Abstract: In this paper, a real-time system for detecting changes in dynamic systems is designed. The Cumulative Sum or the Page-Hinkley test is intended to reveal any drift from the normal behaviour of the process. The process behaviour under its normal operating conditions is established by a reliable model. In order to obtain this reliable model for the process dynamics, the black-box identification by means of a Non-linear Auto-Regressive Moving Average with eXogenous input model has been chosen in this study. It is based on the neural network approach.
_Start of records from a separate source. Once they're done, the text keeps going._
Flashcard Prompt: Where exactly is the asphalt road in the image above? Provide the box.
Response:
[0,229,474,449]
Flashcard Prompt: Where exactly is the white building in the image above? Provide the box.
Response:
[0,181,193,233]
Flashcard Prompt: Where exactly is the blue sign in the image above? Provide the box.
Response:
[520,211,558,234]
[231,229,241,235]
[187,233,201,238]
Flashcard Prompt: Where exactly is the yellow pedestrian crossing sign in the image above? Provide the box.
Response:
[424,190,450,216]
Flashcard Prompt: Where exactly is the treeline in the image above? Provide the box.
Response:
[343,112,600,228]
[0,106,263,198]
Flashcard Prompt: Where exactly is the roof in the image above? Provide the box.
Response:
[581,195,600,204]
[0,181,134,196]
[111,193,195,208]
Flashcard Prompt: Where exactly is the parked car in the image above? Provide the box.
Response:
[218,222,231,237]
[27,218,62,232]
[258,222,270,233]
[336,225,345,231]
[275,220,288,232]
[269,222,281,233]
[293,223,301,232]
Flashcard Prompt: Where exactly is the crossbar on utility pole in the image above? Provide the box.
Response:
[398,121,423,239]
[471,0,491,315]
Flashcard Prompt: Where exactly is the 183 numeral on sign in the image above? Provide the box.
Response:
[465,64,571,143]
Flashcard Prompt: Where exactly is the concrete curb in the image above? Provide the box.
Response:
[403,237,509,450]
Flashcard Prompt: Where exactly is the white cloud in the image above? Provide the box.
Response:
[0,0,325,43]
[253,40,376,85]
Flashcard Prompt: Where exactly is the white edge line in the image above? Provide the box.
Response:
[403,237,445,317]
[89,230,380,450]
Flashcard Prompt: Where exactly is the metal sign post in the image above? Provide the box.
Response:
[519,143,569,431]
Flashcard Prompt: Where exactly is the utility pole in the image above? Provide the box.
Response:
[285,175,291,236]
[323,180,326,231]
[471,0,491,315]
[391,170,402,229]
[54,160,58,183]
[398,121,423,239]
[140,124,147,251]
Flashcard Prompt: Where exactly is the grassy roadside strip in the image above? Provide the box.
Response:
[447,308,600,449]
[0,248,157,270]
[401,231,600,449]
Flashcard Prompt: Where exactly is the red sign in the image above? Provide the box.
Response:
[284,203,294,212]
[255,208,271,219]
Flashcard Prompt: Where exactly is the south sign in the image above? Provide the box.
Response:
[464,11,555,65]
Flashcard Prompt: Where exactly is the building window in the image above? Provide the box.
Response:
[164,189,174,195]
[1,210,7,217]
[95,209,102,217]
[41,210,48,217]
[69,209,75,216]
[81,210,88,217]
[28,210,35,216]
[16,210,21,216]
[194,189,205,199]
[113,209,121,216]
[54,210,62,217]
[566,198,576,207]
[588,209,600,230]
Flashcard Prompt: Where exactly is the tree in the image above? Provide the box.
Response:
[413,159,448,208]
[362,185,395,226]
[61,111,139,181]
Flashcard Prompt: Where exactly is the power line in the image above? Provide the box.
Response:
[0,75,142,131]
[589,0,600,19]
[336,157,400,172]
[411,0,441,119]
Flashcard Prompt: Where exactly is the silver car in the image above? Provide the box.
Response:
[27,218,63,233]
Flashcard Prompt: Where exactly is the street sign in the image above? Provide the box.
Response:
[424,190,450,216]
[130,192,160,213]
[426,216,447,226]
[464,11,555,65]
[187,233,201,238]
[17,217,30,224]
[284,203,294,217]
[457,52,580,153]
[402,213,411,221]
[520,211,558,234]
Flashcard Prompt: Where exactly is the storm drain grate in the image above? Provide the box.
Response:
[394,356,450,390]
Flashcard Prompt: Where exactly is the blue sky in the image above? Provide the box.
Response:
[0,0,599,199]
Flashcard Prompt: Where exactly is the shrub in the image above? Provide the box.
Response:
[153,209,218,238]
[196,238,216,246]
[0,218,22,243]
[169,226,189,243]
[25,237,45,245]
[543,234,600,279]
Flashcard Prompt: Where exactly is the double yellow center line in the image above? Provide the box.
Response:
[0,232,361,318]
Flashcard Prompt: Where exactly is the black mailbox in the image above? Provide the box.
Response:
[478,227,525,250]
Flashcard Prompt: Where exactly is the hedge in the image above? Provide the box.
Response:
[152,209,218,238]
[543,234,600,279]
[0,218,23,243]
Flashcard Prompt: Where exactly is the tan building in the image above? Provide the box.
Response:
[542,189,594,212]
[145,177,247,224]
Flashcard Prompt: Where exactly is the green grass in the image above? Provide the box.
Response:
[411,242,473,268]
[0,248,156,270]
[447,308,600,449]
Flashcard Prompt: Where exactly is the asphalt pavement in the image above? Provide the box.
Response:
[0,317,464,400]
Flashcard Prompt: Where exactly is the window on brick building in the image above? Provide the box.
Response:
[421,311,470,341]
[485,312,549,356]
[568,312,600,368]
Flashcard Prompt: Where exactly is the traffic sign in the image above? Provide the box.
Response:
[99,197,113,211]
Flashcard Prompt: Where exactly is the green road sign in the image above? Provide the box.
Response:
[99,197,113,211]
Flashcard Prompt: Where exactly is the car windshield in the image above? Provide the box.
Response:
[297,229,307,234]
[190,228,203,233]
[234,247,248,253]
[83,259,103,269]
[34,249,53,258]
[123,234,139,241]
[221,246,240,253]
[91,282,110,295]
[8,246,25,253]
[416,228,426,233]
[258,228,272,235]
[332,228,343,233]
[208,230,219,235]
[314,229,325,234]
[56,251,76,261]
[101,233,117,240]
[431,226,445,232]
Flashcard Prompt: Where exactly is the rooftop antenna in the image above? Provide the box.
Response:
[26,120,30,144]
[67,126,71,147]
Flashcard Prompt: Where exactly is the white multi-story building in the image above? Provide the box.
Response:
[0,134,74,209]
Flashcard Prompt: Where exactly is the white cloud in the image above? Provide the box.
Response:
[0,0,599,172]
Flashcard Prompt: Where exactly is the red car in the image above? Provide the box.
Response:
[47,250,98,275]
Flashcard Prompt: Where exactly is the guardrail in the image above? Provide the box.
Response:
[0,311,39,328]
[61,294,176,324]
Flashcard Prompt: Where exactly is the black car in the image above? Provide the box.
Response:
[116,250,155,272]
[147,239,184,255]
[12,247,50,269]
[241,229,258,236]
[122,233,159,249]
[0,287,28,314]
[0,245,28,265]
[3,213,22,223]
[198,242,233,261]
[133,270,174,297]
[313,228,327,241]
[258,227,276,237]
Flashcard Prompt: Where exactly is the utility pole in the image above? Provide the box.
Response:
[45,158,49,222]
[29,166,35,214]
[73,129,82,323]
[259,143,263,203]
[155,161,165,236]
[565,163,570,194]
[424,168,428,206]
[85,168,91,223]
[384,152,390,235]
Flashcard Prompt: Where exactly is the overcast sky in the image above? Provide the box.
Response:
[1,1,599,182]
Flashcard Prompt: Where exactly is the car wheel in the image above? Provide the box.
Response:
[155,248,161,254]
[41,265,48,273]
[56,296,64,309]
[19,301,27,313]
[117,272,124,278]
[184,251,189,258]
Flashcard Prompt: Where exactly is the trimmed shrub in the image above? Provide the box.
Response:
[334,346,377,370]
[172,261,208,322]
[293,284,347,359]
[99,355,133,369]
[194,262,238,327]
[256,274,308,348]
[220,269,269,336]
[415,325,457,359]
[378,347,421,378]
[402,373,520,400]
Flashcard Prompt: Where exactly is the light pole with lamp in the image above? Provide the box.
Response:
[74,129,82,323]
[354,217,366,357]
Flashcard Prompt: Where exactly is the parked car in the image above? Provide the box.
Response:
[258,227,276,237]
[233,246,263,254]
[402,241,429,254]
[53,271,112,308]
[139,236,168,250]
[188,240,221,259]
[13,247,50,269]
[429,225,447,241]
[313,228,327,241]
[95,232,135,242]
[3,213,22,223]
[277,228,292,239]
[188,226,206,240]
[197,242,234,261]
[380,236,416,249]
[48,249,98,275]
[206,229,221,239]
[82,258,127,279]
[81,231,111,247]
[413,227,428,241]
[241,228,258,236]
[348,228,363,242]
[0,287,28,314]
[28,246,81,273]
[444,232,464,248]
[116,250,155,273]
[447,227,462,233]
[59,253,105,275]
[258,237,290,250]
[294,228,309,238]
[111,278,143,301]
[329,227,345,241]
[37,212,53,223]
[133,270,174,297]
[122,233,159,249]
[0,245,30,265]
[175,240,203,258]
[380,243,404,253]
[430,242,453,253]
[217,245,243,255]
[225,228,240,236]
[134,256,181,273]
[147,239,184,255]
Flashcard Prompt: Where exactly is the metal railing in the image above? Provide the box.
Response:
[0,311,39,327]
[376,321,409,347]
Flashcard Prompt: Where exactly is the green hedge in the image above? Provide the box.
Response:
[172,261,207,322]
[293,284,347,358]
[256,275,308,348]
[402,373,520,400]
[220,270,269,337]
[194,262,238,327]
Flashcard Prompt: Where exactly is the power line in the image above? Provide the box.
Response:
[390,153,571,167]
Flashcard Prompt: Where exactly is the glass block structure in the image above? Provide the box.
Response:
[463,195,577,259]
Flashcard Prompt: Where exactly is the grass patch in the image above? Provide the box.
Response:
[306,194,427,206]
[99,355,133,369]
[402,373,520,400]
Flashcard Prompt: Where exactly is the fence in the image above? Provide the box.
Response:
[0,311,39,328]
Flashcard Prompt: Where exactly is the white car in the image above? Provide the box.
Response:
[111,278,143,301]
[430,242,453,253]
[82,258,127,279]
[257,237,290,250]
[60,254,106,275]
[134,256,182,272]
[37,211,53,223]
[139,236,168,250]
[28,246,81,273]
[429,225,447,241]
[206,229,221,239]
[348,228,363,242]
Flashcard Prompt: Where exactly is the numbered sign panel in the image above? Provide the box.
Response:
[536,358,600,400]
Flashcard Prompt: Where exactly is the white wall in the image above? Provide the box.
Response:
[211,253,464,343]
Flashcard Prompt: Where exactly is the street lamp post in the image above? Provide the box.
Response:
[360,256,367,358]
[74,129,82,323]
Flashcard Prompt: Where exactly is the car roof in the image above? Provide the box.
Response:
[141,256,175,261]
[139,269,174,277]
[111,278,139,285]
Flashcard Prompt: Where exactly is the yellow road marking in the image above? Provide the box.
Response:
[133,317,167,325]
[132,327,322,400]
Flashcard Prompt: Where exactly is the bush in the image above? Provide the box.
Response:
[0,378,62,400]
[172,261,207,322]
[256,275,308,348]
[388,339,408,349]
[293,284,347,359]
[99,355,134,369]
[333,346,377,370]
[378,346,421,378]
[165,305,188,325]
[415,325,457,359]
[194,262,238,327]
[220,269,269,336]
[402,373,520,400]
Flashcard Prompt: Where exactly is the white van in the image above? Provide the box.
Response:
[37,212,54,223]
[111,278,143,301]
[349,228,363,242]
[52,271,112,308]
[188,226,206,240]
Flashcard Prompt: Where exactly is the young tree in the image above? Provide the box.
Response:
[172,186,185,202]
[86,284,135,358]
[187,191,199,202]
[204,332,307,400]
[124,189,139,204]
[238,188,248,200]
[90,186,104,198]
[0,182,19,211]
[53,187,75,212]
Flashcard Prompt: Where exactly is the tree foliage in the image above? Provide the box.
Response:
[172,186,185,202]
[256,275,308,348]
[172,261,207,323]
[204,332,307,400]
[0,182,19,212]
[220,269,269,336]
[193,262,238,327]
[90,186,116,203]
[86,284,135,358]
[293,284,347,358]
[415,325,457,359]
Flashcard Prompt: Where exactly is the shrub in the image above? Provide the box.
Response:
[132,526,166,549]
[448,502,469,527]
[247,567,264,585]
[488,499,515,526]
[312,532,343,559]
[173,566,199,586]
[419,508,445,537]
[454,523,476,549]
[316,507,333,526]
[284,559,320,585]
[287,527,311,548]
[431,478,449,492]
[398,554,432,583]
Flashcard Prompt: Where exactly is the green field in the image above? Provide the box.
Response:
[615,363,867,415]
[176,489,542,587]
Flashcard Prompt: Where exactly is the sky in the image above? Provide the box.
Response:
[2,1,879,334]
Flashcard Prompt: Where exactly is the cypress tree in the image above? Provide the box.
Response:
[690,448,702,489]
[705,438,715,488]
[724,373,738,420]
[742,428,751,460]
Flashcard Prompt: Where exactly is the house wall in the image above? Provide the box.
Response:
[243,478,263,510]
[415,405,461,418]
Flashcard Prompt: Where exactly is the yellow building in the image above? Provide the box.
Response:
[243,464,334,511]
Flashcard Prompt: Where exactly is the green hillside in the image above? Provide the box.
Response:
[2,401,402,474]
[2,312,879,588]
This paper will show the choice and the performance of this neural network in the training and the test phases. A study is related to the input number, and of hidden neurons used and their influence on the behaviour of the neural predictor. Three statistical criterions are used for the validation of the experimental data. After describing the system architecture and the proposed methodology of the fault detection, we present a realistic application like a reactor in order to show the technique's potential. The purpose is to detect the change presence, and pinpoint the moment it occurred.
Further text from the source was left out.